Welcome back to the OAGC monthly blog! We are starting the new year with information about DNA banking! Have you ever wondered why you might discuss DNA banking with a family? Maybe you want to know what labs are available for DNA banking? Or how much testing can be completed from a banked sample? Cara Barnett explores all this, and more, in her post. Happy reading (and Happy New Year)!
What is DNA Banking?
DNA banking is the storage of DNA for future use, and is offered by many clinical genetics laboratories. It is available on many sample types including blood, saliva, and sometimes, blood spot cards. For sample types such as blood and saliva, laboratories can obtain between 100-200 micrograms of DNA, and for most next generation sequencing based testing only 5 micrograms is required, providing the opportunity for multiple rounds of genetic testing. The amount of DNA obtained from other tissue types is extremely variable, and enough DNA may only be obtained for one round of genetic testing. While many diagnostic genetic testing laboratories store DNA in association with quality control protocols, these samples are not held indefinitely and relying on extra sample availability from a diagnostic laboratory is not a guarantee.
At the time of this post, DNA banking is commercially available at the cost of $169 for 50 years of secure and confidential storage. A list of all laboratories offering DNA banking is available through the NIH genetic testing registry and can be found by clicking here.
Additionally, many research studies bank DNA to use in future gene-hunting or segregation analysis proposals.
Why bank DNA?
Genetic counseling is a fast growing field that continues to expand into many areas of medicine, such as public health, public policy, and technology. At this time, the majority of genetic counselors are involved in clinical practice and ordering genetic testing for patients with a personal or family history suggestive of a genetic disease. Irrespective of the specific area of clinical practice, or indication for genetic testing, there are always patients left without clear answers. What happens when genetic testing is unable to find an answer for someone with a personal or family history of genetic disease? This scenario, among many others, is when DNA banking should be considered.
DNA Banking in Practice
Genetic counselors within cardiology commonly discuss DNA banking when working with families who have recently lost a loved one to sudden death and are interested in postmortem genetic testing. DNA banking prior to postmortem genetic testing is an essential discussion to have with families, especially if there is only one sample available. In cases of sudden unexplained death, there is approximately a 15-30% chance of identifying a disease causing variant in a cardiomyopathy or arrhythmia gene. Many families find the opportunity to store DNA appealing, as DNA banking may provide future opportunities to identify the cause of their loved ones’ sudden death.
Another scenario in which DNA banking is often considered is for those with undiagnosed diseases.

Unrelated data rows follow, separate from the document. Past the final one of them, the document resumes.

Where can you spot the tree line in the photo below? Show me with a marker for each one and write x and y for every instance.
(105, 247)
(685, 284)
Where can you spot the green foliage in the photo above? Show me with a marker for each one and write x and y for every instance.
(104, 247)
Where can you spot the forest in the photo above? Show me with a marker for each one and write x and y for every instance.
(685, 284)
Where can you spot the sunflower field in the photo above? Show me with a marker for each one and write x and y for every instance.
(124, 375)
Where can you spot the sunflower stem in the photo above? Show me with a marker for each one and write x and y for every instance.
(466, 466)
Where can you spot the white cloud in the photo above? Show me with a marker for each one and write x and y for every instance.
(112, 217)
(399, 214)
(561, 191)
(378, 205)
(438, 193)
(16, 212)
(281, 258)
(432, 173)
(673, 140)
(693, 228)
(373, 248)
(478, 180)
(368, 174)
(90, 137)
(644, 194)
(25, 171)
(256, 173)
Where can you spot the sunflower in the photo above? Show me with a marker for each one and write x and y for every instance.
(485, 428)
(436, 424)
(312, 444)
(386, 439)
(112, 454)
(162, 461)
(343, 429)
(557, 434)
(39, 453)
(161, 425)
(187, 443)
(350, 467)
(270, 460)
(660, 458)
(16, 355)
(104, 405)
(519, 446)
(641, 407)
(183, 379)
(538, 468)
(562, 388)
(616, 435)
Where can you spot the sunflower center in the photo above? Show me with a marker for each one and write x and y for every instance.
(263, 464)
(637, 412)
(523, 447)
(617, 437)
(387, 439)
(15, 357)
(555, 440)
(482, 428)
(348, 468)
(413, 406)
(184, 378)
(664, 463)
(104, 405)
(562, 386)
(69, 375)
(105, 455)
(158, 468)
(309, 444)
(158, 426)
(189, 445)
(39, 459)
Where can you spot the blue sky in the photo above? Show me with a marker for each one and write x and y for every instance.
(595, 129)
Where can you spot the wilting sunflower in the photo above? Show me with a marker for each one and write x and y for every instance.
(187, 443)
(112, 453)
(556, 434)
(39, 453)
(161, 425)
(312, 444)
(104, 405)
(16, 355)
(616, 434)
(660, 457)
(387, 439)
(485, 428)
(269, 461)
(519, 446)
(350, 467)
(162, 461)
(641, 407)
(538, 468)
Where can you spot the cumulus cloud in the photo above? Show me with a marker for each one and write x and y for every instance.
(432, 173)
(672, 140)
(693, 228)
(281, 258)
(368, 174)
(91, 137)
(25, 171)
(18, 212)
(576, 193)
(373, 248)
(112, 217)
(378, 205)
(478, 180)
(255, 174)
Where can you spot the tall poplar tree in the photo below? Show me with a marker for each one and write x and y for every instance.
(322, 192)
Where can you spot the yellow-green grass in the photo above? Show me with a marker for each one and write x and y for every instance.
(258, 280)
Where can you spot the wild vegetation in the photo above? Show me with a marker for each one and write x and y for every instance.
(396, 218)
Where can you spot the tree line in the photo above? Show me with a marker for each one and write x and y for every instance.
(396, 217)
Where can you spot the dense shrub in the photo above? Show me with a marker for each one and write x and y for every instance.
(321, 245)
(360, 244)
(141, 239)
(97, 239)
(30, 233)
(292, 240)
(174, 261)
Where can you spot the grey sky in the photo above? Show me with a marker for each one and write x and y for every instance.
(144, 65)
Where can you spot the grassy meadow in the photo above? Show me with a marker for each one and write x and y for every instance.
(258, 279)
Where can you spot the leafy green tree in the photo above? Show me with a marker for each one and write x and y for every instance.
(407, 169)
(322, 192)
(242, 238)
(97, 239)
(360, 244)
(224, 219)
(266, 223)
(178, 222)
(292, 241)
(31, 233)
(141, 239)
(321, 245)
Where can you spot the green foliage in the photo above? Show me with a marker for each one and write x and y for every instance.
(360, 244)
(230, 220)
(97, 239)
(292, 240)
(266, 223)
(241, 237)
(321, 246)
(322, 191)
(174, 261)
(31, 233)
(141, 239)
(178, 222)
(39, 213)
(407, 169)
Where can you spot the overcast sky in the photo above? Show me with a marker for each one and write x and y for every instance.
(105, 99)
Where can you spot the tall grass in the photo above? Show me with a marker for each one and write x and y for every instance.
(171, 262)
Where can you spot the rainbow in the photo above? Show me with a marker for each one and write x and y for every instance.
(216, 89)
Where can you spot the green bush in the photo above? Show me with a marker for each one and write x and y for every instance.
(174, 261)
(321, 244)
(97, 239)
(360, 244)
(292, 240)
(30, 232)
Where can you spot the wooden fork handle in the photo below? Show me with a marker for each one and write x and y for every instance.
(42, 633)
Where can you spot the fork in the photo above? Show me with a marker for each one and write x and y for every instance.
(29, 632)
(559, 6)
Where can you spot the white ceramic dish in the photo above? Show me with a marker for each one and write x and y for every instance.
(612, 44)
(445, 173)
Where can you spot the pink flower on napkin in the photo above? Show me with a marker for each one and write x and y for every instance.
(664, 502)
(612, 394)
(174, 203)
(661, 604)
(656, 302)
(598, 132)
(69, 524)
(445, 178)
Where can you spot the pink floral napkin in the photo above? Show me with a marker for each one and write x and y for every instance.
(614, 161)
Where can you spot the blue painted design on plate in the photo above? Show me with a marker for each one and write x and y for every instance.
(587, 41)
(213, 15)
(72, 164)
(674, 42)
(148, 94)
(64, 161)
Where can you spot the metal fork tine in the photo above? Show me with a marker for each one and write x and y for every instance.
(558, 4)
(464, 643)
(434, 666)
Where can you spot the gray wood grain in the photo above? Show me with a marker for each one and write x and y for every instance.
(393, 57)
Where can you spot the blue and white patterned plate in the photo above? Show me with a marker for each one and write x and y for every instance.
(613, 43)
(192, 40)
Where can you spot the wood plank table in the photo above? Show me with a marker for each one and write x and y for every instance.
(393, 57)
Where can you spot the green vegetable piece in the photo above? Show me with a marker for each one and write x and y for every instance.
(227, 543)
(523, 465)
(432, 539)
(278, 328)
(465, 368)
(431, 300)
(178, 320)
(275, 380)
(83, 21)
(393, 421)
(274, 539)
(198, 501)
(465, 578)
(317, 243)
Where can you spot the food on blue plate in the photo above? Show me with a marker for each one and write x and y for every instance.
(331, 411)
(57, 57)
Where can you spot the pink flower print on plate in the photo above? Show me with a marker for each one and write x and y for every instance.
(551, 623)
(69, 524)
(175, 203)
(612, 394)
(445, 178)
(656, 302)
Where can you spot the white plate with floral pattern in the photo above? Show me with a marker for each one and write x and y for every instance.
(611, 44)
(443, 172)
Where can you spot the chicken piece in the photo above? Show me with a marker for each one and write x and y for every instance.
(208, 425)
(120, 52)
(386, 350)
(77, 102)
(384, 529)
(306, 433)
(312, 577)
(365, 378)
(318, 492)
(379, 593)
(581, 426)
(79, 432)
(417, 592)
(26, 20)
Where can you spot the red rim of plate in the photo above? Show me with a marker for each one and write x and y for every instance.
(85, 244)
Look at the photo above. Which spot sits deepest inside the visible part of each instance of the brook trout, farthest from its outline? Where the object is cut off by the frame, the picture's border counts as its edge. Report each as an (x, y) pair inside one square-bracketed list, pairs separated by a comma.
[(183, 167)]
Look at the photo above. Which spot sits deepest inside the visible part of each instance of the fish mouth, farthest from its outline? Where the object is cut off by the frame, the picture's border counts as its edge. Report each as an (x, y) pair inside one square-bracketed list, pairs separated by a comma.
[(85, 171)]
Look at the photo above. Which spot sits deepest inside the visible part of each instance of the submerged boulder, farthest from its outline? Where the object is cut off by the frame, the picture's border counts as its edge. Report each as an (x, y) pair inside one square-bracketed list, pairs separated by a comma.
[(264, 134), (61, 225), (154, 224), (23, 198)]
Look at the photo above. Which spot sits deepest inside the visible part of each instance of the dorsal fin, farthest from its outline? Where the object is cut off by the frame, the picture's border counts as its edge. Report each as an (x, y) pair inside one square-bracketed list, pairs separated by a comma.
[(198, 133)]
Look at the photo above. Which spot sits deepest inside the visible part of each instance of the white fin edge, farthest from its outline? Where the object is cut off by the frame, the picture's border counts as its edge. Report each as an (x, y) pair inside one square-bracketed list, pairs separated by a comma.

In the setting of fetal and pediatric cases, adult onset cases, and even familial cancer cases without an identifiable genetic cause, DNA banking may provide opportunities for family and loved ones to pursue answers at a later time. Accessing stored DNA provides the ability to pursue additional genetic testing in the future after new genes have been discovered, even after a family member dies. These opportunities increase the potential to identify answers for these families. Identifying the answer for a previously undiagnosed disease in a family may refine recurrence risk information, identify at-risk relatives, and provide psychological relief and the end to a diagnostic odyssey.
In the space of reproductive genetics, DNA banking may be vital for families interested in preimplantation genetic testing for monogenic disease (PGT-M). PGT-M allows for the selection of embryos that do not carry the monogenic disease that runs in the family. Individuals may seek PGT-M for diseases such as cystic fibrosis, Fragile X syndrome, Duchenne muscular dystrophy, neurofibromatosis, Huntington’s disease, or hereditary cancer syndromes. Currently, PGT-M is completed via linkage analysis. While some cases may be able to proceed without family member references, some require DNA from two generations of affected individuals. DNA banking for an affected loved one may provide future family members the ability to pursue PGT-M when it may have otherwise been impossible.
Take Home Message
DNA banking is a resource that should be in the tool belt of all genetic counselors, in both clinical and non-clinical roles. A genetic counseling session is an appropriate environment to discuss DNA banking with families, as the empowerment and opportunities DNA banking provides families is complementary to the goals of the genetic counseling session.